Melgar Province, Peru


Nuñoa (pronounced Nunyoa) is about halfway between Cuzco and Lake Titicaca on the high slopes of the eastern Andes above 13,000 feet in elevation.

The Nuñoa River that flows through town comes, in part, from the Quilccaya Glacier, the largest in the tropics. The town has about 7000 residents who speak Quechua and Spanish, the district (comparable to a county) has a population of about 14,000. About a third of the households in the district are impoverished and hence have difficulties meeting their basic needs.

Grazing land in the Nuñoa District is some of the best on the Altiplano and the alpaca density the highest. As such the town prides itself as the suri capital of the world. Most small herders have alpacas (yes, huacayas too), llamas, sheep, some cattle, and several horses.

While principally herders, most households raise potatoes, other tubers, and Andean cereals (quinoa and canihua).

History of the Nuñoa Project

by R. Brooke Thomas

This is a community where I and others have carried out anthropological research for over 50 years. In the course of our work we have befriended many, become god-parents to quite a few, and have helped in a number of ways winning the trust of the community.

The opportunity to further reciprocate for the cooperation and generosity shown over the years came several years ago when Dr Steve Purdy first arrived at UMass to set up the Camelid Studies Program. Being interested in understanding the background of the alpacas and how they were herded by Andean natives it was easy to convince him that Nunoa was the place he had to see.

On our first trip Steve brought several animal science students, an alpaca breeder, and a fellow alpaca veterinarian, Cheryl DeWitt. We stayed in a small orphanage that supported joyous and inquisitive children, and toured the countryside talking with herders and inspecting their alpacas.

So impressed were we all with the need of small herders for veterinary service, and with the potential of linking this effort to the understaffed and underfunded orphanage, that we started planning how we might help fulfill a number of community needs. Thanks to Dr.

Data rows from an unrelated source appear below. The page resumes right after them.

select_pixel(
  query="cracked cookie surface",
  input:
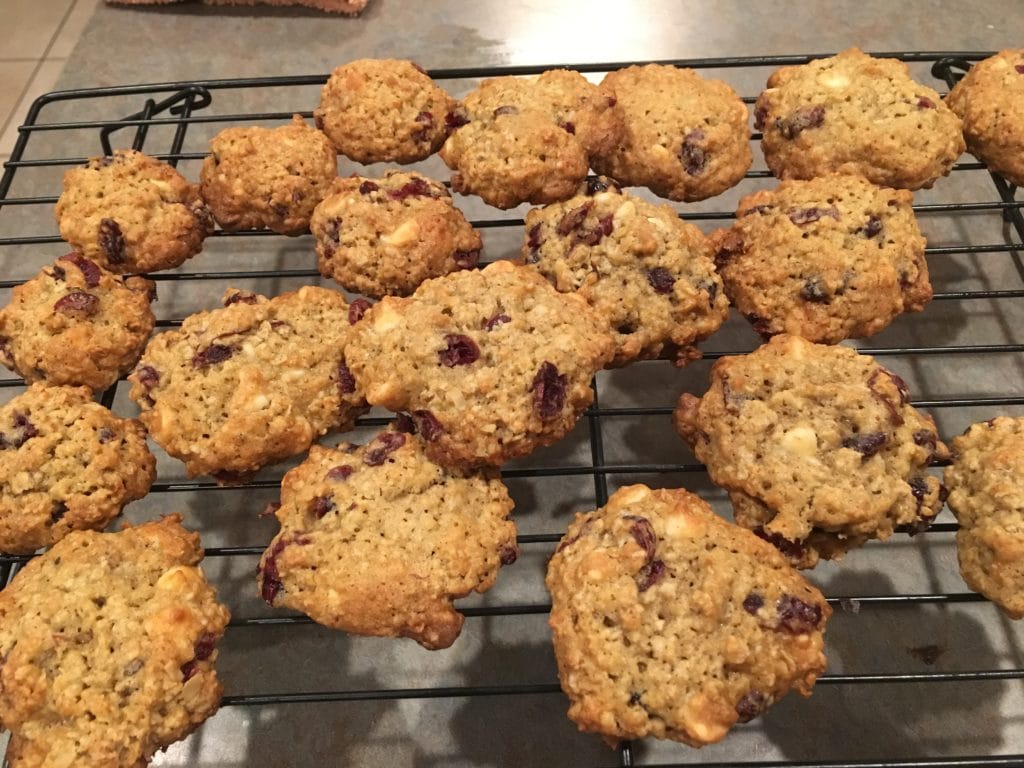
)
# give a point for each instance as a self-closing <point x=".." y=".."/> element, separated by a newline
<point x="817" y="445"/>
<point x="492" y="363"/>
<point x="260" y="177"/>
<point x="383" y="237"/>
<point x="66" y="464"/>
<point x="378" y="540"/>
<point x="132" y="213"/>
<point x="76" y="323"/>
<point x="856" y="114"/>
<point x="828" y="259"/>
<point x="648" y="273"/>
<point x="670" y="622"/>
<point x="685" y="138"/>
<point x="383" y="111"/>
<point x="257" y="381"/>
<point x="109" y="642"/>
<point x="985" y="493"/>
<point x="990" y="101"/>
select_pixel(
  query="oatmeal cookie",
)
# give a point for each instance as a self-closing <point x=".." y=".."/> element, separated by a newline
<point x="257" y="381"/>
<point x="386" y="236"/>
<point x="378" y="540"/>
<point x="670" y="622"/>
<point x="383" y="111"/>
<point x="109" y="643"/>
<point x="685" y="138"/>
<point x="75" y="323"/>
<point x="817" y="445"/>
<point x="648" y="273"/>
<point x="530" y="139"/>
<point x="830" y="258"/>
<point x="132" y="213"/>
<point x="986" y="493"/>
<point x="258" y="177"/>
<point x="856" y="114"/>
<point x="990" y="101"/>
<point x="492" y="363"/>
<point x="66" y="464"/>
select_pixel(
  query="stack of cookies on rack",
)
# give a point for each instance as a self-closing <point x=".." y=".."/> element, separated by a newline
<point x="816" y="444"/>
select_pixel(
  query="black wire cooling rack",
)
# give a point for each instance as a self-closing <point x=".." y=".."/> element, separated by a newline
<point x="172" y="113"/>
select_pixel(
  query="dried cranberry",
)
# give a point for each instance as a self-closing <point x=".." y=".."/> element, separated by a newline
<point x="814" y="292"/>
<point x="57" y="512"/>
<point x="212" y="354"/>
<point x="346" y="382"/>
<point x="753" y="602"/>
<point x="427" y="425"/>
<point x="573" y="218"/>
<point x="660" y="280"/>
<point x="872" y="227"/>
<point x="549" y="391"/>
<point x="796" y="616"/>
<point x="461" y="350"/>
<point x="867" y="443"/>
<point x="693" y="156"/>
<point x="650" y="574"/>
<point x="509" y="554"/>
<point x="418" y="187"/>
<point x="752" y="705"/>
<point x="112" y="241"/>
<point x="499" y="320"/>
<point x="77" y="304"/>
<point x="455" y="120"/>
<point x="793" y="550"/>
<point x="387" y="443"/>
<point x="147" y="376"/>
<point x="205" y="645"/>
<point x="803" y="216"/>
<point x="89" y="269"/>
<point x="467" y="259"/>
<point x="425" y="119"/>
<point x="356" y="309"/>
<point x="643" y="532"/>
<point x="322" y="505"/>
<point x="801" y="120"/>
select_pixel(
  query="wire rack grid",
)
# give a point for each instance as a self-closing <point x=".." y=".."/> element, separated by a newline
<point x="974" y="236"/>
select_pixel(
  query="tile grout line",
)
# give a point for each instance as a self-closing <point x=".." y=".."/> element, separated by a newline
<point x="35" y="71"/>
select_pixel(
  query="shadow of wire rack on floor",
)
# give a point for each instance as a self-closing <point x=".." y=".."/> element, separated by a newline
<point x="175" y="113"/>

Purdy's enthusiasm and a sense of obligation to give back to Andean herders - whose ancestors gave us the alpacas and llamas - a number of friends and colleagues were contacted, and they have provided their time and talents in getting our organization going.

Although we started and continue our work in Nuñoa we are also working in Pucara and Lampas districts with CONOPA and Chijnaya Foundation.